Les Évangiles sont écrits par des communautés chrétiennes pour des communautés chrétiennes et cela bien après la résurrection, ce qui colore la relecture faite de la vie de Jésus.

Et il y a parfois une distance d'interprétation entre ce qu'a pu dire Jésus et ce que transmet la communauté de l'évangéliste. Un bon exemple est donné dans l'Évangile d'aujourd'hui. À cause du bâton et des sandales.

Chez Luc – comme chez Matthieu – Jésus dit : « ni sandales, ni bâton » ; c'est au chapitre précédant pour le bâton chez Luc . Mais le Jésus de Marc dit : prenez un bâton et des sandales. Il faudrait savoir !

C'est là qu'il faut prendre conscience que les évangiles sont écrits pour les communautés chrétiennes destinataires et que les paroles de Jésus ont été adaptées aux conditions nouvelles des missionnaires. Avec Marc, du côté de Rome, le bâton et les sandales peuvent s'avérer nécessaires sans déroger à la pauvreté.

Et si dans la semaine vous creusez cette histoire de bâton et de sandales, regardez bien : chez Luc – et chez Luc seulement – il est question des 12 apôtres et des 72 disciples.

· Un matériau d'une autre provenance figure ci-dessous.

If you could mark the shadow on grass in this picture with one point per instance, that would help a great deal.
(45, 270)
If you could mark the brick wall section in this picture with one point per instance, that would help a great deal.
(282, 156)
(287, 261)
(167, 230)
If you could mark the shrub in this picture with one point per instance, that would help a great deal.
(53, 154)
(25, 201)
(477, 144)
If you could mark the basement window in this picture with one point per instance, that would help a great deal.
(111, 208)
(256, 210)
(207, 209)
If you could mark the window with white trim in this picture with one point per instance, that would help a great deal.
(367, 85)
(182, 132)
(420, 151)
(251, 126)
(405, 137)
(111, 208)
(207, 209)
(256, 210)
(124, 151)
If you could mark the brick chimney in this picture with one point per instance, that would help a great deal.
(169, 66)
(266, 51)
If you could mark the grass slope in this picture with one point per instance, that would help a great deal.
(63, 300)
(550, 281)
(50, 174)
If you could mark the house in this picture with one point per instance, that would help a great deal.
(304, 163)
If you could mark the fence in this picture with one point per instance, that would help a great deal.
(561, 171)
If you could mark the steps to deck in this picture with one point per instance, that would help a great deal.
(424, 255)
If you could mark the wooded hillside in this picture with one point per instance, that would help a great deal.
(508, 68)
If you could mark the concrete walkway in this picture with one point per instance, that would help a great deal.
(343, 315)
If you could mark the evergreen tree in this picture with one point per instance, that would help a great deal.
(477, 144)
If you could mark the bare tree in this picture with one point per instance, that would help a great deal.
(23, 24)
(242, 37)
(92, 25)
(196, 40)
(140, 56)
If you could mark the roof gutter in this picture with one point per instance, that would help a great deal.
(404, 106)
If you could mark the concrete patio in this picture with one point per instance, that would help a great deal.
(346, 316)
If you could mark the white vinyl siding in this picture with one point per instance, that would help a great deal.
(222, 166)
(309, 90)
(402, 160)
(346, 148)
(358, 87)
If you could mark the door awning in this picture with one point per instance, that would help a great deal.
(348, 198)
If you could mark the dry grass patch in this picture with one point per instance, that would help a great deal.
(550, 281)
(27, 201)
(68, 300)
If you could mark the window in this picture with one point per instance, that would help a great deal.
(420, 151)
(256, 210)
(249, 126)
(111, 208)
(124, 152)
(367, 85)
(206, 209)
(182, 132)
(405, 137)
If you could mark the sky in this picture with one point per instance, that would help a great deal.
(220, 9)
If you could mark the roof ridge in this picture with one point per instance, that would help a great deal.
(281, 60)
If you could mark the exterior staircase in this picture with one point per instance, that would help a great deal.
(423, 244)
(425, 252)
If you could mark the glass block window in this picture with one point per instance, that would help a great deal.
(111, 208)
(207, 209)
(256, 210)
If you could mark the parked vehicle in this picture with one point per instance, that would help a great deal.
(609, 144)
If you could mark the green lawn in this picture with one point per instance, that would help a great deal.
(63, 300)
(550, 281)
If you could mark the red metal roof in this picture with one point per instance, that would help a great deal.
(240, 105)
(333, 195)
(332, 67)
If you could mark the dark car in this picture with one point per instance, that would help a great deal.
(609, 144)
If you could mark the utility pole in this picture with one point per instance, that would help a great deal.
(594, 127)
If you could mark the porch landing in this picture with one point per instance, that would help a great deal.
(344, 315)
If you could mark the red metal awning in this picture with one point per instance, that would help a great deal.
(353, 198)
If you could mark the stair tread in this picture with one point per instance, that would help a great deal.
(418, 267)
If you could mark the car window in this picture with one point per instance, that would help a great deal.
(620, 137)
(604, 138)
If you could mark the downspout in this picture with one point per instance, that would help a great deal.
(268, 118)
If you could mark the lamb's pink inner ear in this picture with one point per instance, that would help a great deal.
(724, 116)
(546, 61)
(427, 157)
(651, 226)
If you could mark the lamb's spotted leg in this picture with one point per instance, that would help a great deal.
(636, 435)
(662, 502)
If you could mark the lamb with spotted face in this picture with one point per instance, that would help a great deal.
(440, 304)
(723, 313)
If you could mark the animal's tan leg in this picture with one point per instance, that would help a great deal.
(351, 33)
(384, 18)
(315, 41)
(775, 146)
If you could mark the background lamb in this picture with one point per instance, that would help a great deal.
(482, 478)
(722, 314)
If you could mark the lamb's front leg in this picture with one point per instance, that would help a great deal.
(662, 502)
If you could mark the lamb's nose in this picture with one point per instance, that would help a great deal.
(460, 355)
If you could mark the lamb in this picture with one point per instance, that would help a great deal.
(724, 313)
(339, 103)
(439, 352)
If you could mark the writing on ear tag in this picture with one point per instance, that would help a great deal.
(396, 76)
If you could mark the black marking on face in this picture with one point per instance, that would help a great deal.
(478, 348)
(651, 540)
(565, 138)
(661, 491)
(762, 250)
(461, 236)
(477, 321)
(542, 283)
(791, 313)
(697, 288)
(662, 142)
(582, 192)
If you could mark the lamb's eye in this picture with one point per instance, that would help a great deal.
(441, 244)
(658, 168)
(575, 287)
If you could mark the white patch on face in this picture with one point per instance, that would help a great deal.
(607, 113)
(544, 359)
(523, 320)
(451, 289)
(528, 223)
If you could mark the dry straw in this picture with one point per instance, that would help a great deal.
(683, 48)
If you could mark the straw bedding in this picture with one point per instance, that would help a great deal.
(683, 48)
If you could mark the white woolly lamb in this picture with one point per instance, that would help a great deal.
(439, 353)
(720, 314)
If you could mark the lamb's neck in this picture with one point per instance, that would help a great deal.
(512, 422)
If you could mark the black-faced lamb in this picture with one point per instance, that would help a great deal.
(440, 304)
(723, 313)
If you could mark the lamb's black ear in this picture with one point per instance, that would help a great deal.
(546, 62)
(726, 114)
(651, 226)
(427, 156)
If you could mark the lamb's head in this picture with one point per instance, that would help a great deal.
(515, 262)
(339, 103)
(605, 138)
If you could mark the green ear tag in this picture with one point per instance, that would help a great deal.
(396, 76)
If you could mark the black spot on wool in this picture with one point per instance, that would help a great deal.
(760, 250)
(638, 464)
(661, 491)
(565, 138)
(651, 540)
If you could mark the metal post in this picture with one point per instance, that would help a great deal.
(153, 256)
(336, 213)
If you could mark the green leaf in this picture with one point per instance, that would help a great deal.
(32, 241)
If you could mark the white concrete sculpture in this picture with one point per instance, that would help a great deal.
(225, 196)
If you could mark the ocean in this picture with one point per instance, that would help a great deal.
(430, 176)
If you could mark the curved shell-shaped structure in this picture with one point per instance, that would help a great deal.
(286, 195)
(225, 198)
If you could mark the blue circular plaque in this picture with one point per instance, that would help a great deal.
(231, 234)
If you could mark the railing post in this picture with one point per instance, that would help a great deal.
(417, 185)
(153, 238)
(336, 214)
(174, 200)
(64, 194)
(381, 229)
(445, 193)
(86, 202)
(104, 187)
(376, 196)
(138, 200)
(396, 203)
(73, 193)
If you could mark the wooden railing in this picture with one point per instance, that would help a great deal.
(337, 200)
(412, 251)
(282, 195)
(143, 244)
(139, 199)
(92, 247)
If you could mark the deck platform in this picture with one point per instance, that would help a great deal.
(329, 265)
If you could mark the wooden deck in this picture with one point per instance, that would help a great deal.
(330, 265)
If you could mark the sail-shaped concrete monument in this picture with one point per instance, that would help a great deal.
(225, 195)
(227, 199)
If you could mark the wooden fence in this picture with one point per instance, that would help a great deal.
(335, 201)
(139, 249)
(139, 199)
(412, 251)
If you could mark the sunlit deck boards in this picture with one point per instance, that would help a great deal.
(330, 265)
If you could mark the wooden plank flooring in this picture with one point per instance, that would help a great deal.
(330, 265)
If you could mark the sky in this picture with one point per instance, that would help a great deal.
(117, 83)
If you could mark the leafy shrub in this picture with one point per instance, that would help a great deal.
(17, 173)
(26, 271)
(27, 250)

Chez les autres, il n'y a pas les 72. Et à bien comparer, Luc puise dans le contenu de l'envoi des 12 apôtres de nombreux éléments pour cet envoi des 72.

Qu'est-ce à dire ? Et pourquoi 72 ? C'est le nombre des nations païennes dans la Bible.

Ainsi le Jésus de Luc met en place les 12 apôtres pour annoncer le Règne de Dieu, mais aussi un groupe beaucoup plus nombreux chargé d'annoncer ce Règne à toutes les nations, réputées être 72.

C'est un message de Luc pour la communauté destinataire de son Évangile. Et c'est une bonne nouvelle pour nous. Pourquoi ? « Il les envoya deux par deux, en avant de lui, en toute ville et localité où lui-même allait se rendre ». C'est très important. Laissons la question des deux par deux pour tout à l'heure.

« Il les envoya (…) en avant de lui, en toute ville et localité où lui-même allait se rendre ». Luc met ces mots dans la bouche de Jésus, de son vivant.

C'est dire la confiance de Jésus envers l'équipe missionnaire … Il aurait annoncé le Règne de Dieu bien mieux qu'eux … eux qui quelques lignes avant se demandaient : qui est le plus grand et proposaient que le feu du ciel tombe sur des Samaritains inhospitaliers – nous l'avons entendu dimanche dernier – !

C'est dire Sa confiance envers les missionnaires de l'Évangile dans la communauté de Luc.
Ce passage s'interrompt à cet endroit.